FTstepmum · 23/08/2020 16:25

I've just seen my nearly 13 yo DSD leaving the bathroom without washing her hands after a poo, yet again.

She also admitted that she hasn't brushed her teeth in weeks and only goes through the motions.

She hates being clean, she stinks and doesn't care if she does or doesn't. She also prefers to wear scruffy, dirty clothes.

I don't understand it! Maybe she's trying to assert her young independence or control?

Please tell me it gets better. I don't want to nag her, but it's hard not to when she's so stubborn about it.

We have a very good, caring relationship, so I know there's no underlying resentment there.

Will she see the light when she gets a bit older?

Any tips for me to encourage her?

OP posts:
Princessbanana · 23/08/2020 17:20

🤮 what does her dad say and her mother? I have 4 kids and don’t know how you cope with that, I honestly would be cleaning 24/7 after she touched thing in the house. Even my 3 year old knows how to wash his hand after the potty!😷

Aquamarine1029 · 23/08/2020 17:23

Where are her parents in all this? Do they not care at all? I'm my opinion, this level of filth is completely unacceptable.

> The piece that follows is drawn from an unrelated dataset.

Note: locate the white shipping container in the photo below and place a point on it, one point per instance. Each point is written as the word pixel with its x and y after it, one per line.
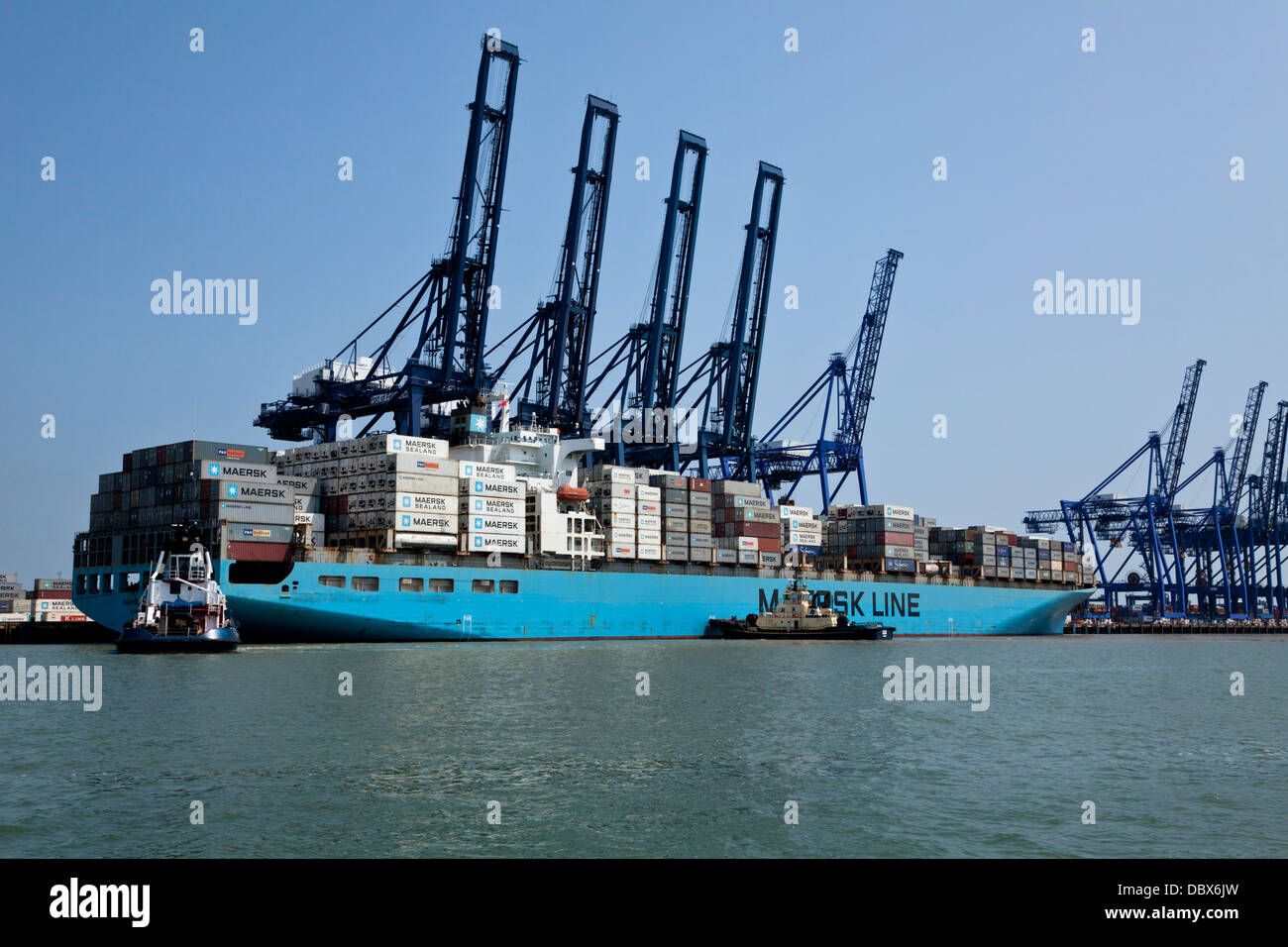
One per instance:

tryingharder92 · 23/08/2020 17:25

Isn't the op her parent?

tryingharder92 · 23/08/2020 17:26


Isn't the op her parent?

Ignore me
52andblue · 23/08/2020 17:33

My Dd, 13, is also going through this.
She is diagnosed with Autism though and is very sensory.
For her, the shower 'hurts', so it IS difficult.
I gave her the choice of a bath or shower, offered to help with her hair, bought bath bombs, told her to play music while in there etc etc
I am teaching her to air her bedroom, changing the bedsheets, select clean clothes each day, but still SHE pongs :(
My Ds went through it for quite a while (also ASD) but now, aged 15 he showers and selects clean clothes. It took ages....
I went down the 'you will get sore skin' route, rather than 'you smell' though they DID / DO. I guess you just have to grit your teeth.
I will still stand over them to ensure tooth brushing if needed and do 'tooth inspection'. Feels wrong at that age but they forget, and lie.

52andblue · 23/08/2020 17:38

I think you just have to be a broken record too.
My two were less good than most about hand washing.
When Covid became an issue I bluntly told them I was not prepared to potentially get sick because they wouldn't wash their hands. Who would look after them then? (I'm a single parent) Harsh, but it worked.
We use the green Pears soap which has quite a strong smell.
I remind them to wash their hands before dinner. They say yes.
So I'll say: right, can I smell the soap?' they usually then 'have another go'. I also keep a bar in a dish by the kitchen sink. So, no observed hand wash, no dinner. But you can't track her toilet trips easily at that age. She WILL come through it. Perhaps someone at School will comment and that will get through to her more than parental advice?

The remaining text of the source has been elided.